Historical and Intellectual Context
African-American studies academic units came into existence as a result of great political pressure on European institutions of higher learning in a demand for space for the African voice and experience in the late 1960s, during the Black Power movement. No longer satisfied to be culturally disenfranchised and to feel alienated from the classroom (Asante, 1990), African-American students and community activists brought to the fore of the discussion the question of educational relevance for black people, arguing for a culturally inclusive and sensitive curriculum apt to produce scholars in tune with and committed to the betterment of their communities (Karenga). One of the major characteristics of black studies, therefore, has been a dual concern for academic matters and the life conditions of African-Americans, with African-American studies scholars expected to be scholar-activists.
I have read the Destruction of African Civilization but had not heard of this book. It is a treasure. It has really further opened my eyes to the plight of African people and I am even more away. Chronica Feudalism Pdf Creator. 5/31/2017 0 Comments Neo- feudalism - Wikipedia. Neo- feudalism or new feudalism refers to a theorized contemporary rebirth of policies of governance, economy, and public life reminiscent of those present in many feudal societies, such as unequal rights and legal protections for common people and for nobility.
However, if the political mandate of African-American scholars is clear, their intellectual mission has, on the other hand, been clouded with conceptual confusion since the very beginning. Particularly vexing has been the issue of the relationship between African-American studies and the Western academe, with much debate over the status of African-American studies as a full-fledged independent discipline, or rather a field of studies, devoted to the Black experience and yet operating within the confines of Western intellectual thought. At the core of this issue, however, lies the question of Eurocentrism, with the degree to which one seems willing to challenge European intellectual hegemony determining one's position in the debate over the intellectual status of African-American studies.

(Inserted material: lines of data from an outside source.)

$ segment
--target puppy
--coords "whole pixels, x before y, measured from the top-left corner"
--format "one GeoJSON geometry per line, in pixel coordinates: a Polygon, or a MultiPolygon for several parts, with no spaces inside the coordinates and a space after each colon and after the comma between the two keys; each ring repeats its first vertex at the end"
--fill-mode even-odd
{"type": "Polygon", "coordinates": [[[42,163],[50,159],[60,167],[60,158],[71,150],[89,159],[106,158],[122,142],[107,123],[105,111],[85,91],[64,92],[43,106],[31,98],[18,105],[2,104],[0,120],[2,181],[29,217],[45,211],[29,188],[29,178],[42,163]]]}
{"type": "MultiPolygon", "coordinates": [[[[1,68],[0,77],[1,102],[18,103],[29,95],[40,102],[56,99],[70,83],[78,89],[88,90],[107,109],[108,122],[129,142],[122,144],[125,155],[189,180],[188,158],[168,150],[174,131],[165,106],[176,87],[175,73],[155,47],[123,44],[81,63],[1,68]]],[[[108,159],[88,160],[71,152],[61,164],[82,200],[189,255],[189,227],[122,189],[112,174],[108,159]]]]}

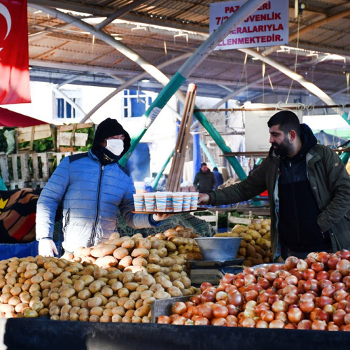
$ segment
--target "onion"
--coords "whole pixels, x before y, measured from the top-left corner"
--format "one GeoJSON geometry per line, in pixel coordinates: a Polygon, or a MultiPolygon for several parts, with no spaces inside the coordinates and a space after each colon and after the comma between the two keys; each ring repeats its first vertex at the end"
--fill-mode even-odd
{"type": "Polygon", "coordinates": [[[300,259],[297,264],[297,270],[298,271],[305,271],[309,267],[307,262],[302,259],[300,259]]]}
{"type": "Polygon", "coordinates": [[[284,261],[284,265],[288,270],[297,266],[299,259],[295,256],[288,256],[284,261]]]}
{"type": "Polygon", "coordinates": [[[304,318],[304,314],[300,309],[293,307],[288,311],[287,317],[292,323],[298,323],[304,318]]]}
{"type": "Polygon", "coordinates": [[[270,323],[269,328],[284,328],[284,322],[281,320],[273,320],[270,323]]]}
{"type": "Polygon", "coordinates": [[[338,261],[336,267],[343,276],[347,276],[350,273],[350,261],[342,259],[338,261]]]}
{"type": "Polygon", "coordinates": [[[216,318],[225,318],[228,315],[228,309],[225,306],[216,307],[213,314],[216,318]]]}

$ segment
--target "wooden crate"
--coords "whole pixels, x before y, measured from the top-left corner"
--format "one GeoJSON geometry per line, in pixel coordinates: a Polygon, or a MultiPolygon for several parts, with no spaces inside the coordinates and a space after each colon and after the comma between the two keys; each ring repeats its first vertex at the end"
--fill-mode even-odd
{"type": "Polygon", "coordinates": [[[8,189],[43,188],[62,160],[79,152],[0,155],[0,172],[8,189]]]}
{"type": "Polygon", "coordinates": [[[57,127],[57,144],[59,152],[74,152],[77,147],[86,146],[88,134],[77,130],[85,127],[92,127],[92,122],[86,124],[70,124],[57,127]]]}

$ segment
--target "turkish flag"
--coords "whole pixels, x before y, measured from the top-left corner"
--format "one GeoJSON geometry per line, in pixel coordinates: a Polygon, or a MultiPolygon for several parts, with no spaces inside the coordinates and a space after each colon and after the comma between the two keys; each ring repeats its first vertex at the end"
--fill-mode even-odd
{"type": "Polygon", "coordinates": [[[0,0],[0,104],[30,102],[27,0],[0,0]]]}

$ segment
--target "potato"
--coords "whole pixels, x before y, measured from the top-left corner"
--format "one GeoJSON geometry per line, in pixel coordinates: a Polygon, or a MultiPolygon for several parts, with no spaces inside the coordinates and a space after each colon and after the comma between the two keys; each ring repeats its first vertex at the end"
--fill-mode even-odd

Eurocentrism is understood as the interpretation of all reality from the Western perspective, especially as it emerged during the European Age of the Enlightenment. That perspective developed both internally, with the development of a metaparadigm specific and relevant to Europe; and externally, in opposition to 'others,' especially African people. Hence there are at least four assumptions of that European meta-paradigm that have played a major and negative role as far as black people are concerned: (1) all human beings evolve along the same line; (2) the European experience is universal; (3) Europeans are superior; and (4) 'others' are defined by their experiences with Europeans. In other words, the European metaparadigm rests among other things on the belief in the superiority and universality of the European experience.
Indeed, in that linear and evolutionary schema of thought, the West claims that when it talks about itself, it is also ipso facto talking about all human beings. The history of all women, men, and children in the world supposedly naturally coincides with that of Europeans. The latter are thus implicitly or explicitly held to be the universal norm by which African intellectual, cultural, and social 'progress' will be evaluated. However, if all human beings share a common essence, it is also obvious that they have not all reached the same stage of development. Indeed, it is rather clear, from reading European writers, that Europe precedes the rest of humankind, and time after time it is suggested that Africans must emulate Europeans in order to put an end to their inferior condition.

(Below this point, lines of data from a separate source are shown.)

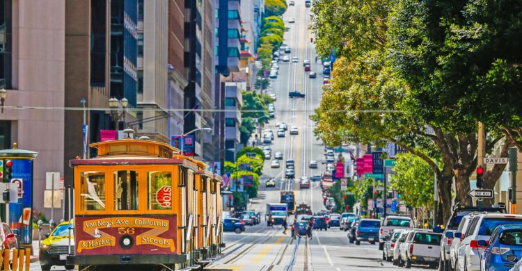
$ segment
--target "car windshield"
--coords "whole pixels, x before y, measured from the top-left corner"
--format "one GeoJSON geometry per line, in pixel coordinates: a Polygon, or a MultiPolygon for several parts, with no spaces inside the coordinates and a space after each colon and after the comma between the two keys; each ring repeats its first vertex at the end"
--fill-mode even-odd
{"type": "Polygon", "coordinates": [[[380,221],[363,220],[359,222],[359,227],[361,228],[378,228],[381,227],[380,221]]]}
{"type": "Polygon", "coordinates": [[[521,225],[522,224],[522,220],[514,218],[486,217],[482,220],[482,223],[480,224],[480,228],[479,229],[478,235],[491,236],[493,233],[493,231],[495,230],[495,228],[496,228],[499,225],[504,224],[521,225]]]}
{"type": "Polygon", "coordinates": [[[415,233],[413,243],[416,244],[434,245],[441,244],[441,234],[418,232],[415,233]]]}
{"type": "Polygon", "coordinates": [[[69,224],[64,224],[56,227],[53,231],[53,237],[68,236],[69,234],[69,224]]]}
{"type": "Polygon", "coordinates": [[[402,218],[389,218],[386,226],[410,227],[410,220],[402,218]]]}
{"type": "Polygon", "coordinates": [[[501,232],[498,242],[502,245],[522,246],[522,229],[511,229],[501,232]]]}

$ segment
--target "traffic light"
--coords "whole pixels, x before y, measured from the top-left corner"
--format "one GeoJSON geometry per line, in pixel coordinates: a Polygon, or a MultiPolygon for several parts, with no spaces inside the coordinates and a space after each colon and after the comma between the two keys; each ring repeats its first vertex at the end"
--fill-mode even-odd
{"type": "Polygon", "coordinates": [[[3,174],[4,182],[10,183],[11,178],[13,178],[13,161],[10,160],[6,160],[3,168],[5,170],[3,174]]]}
{"type": "Polygon", "coordinates": [[[477,187],[479,188],[482,188],[484,182],[484,167],[480,165],[477,167],[477,187]]]}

The expected outcome of such emulation has been a process of mental conversion (Mudimbe, 1988), predicated upon the belief that only through a careful imitation of Europeans would Africans improve their lot. While the ontological reduction of the colonized had been well understood as a necessary part of colonialism, the implications of the conversion process, on the other hand, had not been fully appreciated. This may beprecisely because the early African critiques of European colonialism (e.g., Frantz Fanon) still functioned within a fundamentally European conceptual framework, such as Marxism. Hence what was challenged was not Western modernity per se, but its abusive practices. Europe's tacit advancement of its own culture as some 'no-man's cultural land'--its implicit claims to cultural neutrality and universality--was rarely questioned for it was not construed as problematic.
Such an approach, which was to be expected during those early days, would not allow one to understand the colonization process as the systematic imposition of the European worldview, grounded in a specific time and place yet parading as universal, on people whose cultural and historical experiences were quite different.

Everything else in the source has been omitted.